AYA, Francesca Allen

03.09.2018 | Art , Culture | BY:

When the British photographer met musician Aya in Tokyo the pair bonded immediately. “Even though our time together was brief, they remain some of my favourite photos I’ve taken” says Francesca Allen of this first encounter in 2016.

Two years later, these first photographs have informed a longer and more intimate project. Francesca Allen’s new book, ‘Aya’ invites viewers into their friendship and documents a month that the pair spent together in Tokyo.

Unable to speak the same language, Allen’s lens offers a poignant testament to connections that are forged beyond verbal exchange. She captures the unspoken chemistry and emotional bond between them, created over an intense month of sharing everything and spending all their time in each other’s company.

Aya is depicted in the studio but also in both domestic and outdoor locations throughout the city. The portraits, whether up close or more distanced, are constantly tender and thoughtful. In these images we can feel Allen behind the camera, creating space for the audience to see into their shared world.

Released this week, ‘Aya’ is an ode to friendship, celebrated in a beautiful new tome. Ahead of the launch we caught up with Francesca Allen to find out more. 

‘Aya’, Francesca Allen

What did you find most interesting about Aya when you met her?

It’s hard to pinpoint why you find someone interesting, but for me it’s all about a connection. Aya is enigmatic and quiet and funny and intriguing. I’m so happy I was able to get to know her more. 

How did you meet?

We were introduced through a mutual friend in 2016 when I first visited Tokyo. We hung out for a few hours taking photos and went to Aya’s label Big Love Records in Harajuku. Even though our time together was brief, they remain some of my favourite photos I’ve taken.

‘Aya’, Francesca Allen

How did documenting one person compare to doing editorials and campaigns?

To have the luxury of spending that much time with one person is so special and something I was very grateful to be able to do. 

What did you learn?

I learnt that this type of project is my dream project.

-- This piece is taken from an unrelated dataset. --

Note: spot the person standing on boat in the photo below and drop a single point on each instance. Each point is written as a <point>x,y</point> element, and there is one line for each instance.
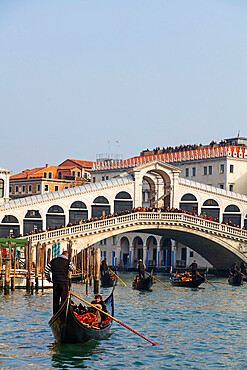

I’m constantly looking for people to photograph and forge connections with, and to be let into someone’s life like this was amazing. 

Did the city of Tokyo inform or inspire the photographs?

Being in a new place is always so exciting, but I wasn’t there to make a book about Tokyo so I veered away from including anything too obvious. I wanted Aya to be the sole focus of the photographs. 

Was there anything that surprised you during the project?

I never tired of taking photos of Aya. We spent a lot of time together and went through so many rolls of film, yet it never felt stale. 

‘Aya’, Francesca Allen

There’s a mixture of studio portraits and natural environments in the book. How did the different settings inform your approach to image making in the context of such an intimate relationship with your subject?

I don’t feel like there is so much difference with shooting in a studio to being on location. The focus of my photos is so rarely about the location or the environment, and when you reach a certain level of intimacy with someone it doesn’t make too much difference where you are. 

‘Aya’, Francesca Allen

What about the book are you most excited about?

I received my first copy of the book the other day, and it felt amazing to hold it in my hands. We are all so used to seeing our photos on screens and social media, so to have the opportunity to make something tangible feels incredibly special. 

‘Aya’, Francesca Allen

‘Aya’ by Francesca Allen is out on Libraryman with a limited first edition of 500 copies, 4th September 2018.